Insert a new blog post into the database.
AI agents use blog_create to create or update resources in Mcp Bot Crawler — usually the action step of a workflow, after the agent has gathered context. Every call changes real data in your Mcp Bot Crawler environment.
This tool creates (inserts) new blog post content reversibly. It is a Write action because the data can be modified or deleted later, not a Destructive action. The severity is medium because unauthorized blog creation could introduce malicious or spam content on the website, potentially affecting reputation and user trust, though the effects are recoverable.
From the tool's definition Tool name 'blog_create' and description 'Insert a new blog post into the database' indicate creation of new data records.
Attacks that exploit this kind of access
Insert a new blog post into the database.
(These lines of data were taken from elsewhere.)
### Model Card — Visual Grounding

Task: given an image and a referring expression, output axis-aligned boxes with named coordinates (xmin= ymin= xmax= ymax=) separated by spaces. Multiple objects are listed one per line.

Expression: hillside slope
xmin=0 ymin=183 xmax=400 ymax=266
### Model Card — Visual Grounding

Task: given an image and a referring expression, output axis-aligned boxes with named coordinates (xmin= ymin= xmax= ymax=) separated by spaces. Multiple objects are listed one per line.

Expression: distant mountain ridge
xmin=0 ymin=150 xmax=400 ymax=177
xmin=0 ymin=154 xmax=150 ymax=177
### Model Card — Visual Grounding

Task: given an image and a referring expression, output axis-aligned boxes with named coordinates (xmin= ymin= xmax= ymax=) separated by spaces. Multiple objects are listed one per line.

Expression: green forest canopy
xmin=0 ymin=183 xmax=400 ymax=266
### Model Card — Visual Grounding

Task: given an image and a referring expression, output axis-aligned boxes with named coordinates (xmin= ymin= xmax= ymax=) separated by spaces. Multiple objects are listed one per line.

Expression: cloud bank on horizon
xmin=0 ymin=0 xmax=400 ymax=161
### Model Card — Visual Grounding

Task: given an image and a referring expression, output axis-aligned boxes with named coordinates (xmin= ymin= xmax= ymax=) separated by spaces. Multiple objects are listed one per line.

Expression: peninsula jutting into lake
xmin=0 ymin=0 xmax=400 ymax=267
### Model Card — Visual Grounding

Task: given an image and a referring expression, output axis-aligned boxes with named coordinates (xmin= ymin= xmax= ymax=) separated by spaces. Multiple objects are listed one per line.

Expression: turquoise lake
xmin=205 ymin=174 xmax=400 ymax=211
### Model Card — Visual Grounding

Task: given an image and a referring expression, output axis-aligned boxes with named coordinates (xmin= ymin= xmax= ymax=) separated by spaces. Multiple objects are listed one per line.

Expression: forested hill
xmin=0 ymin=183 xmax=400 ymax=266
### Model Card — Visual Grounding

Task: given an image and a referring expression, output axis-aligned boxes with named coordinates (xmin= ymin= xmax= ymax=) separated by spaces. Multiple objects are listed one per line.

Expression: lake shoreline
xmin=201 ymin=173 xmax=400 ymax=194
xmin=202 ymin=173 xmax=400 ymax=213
It is categorised as a Write tool in the Mcp Bot Crawler MCP Server, which means it can create or modify data. Consider rate limits to prevent runaway writes.
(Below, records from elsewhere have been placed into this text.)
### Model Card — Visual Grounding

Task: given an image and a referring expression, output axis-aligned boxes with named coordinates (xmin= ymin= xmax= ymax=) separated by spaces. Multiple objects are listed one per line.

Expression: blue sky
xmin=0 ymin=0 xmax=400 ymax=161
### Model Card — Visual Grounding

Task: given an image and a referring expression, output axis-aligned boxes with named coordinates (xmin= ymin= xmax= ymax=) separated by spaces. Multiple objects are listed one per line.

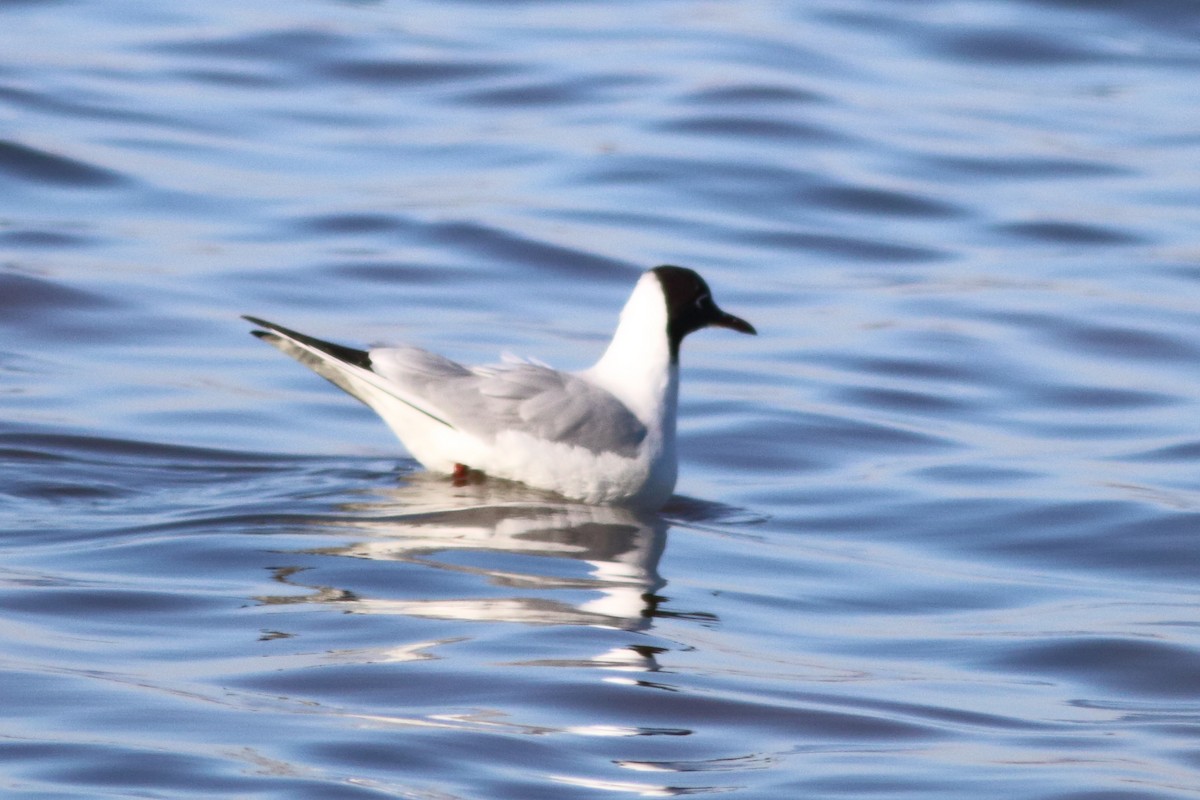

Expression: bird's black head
xmin=650 ymin=265 xmax=757 ymax=362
Register the Mcp Bot Crawler MCP server in PolicyLayer and add a rule for blog_create: allow, deny, rate-limit, or require approval. Point your MCP client at the PolicyLayer proxy URL and the rule is enforced on every call, before it reaches Mcp Bot Crawler. Nothing to install.
blog_create is a Write tool with medium risk. Write tools should be rate-limited to prevent accidental bulk modifications.
Yes. Add a rate_limit block to the blog_create rule in your PolicyLayer policy. For example, setting max: 10 and window: 60 limits the tool to 10 calls per minute. Rate limits are tracked per agent session and reset automatically.
Set action: deny in the PolicyLayer policy for blog_create. The AI agent will receive a policy violation error and cannot call the tool. You can also include a reason field to explain why the tool is blocked.
blog_create is provided by the Mcp Bot Crawler MCP server (merulocal/hellogrowthcrmwebsite_mcp). PolicyLayer sits as a proxy in front of this server to enforce policies before tool calls reach the server.
Every MCP server has a record like this.
Type a name, get the same breakdown: verified identity, auth posture, risk grade, capabilities, recommended policy.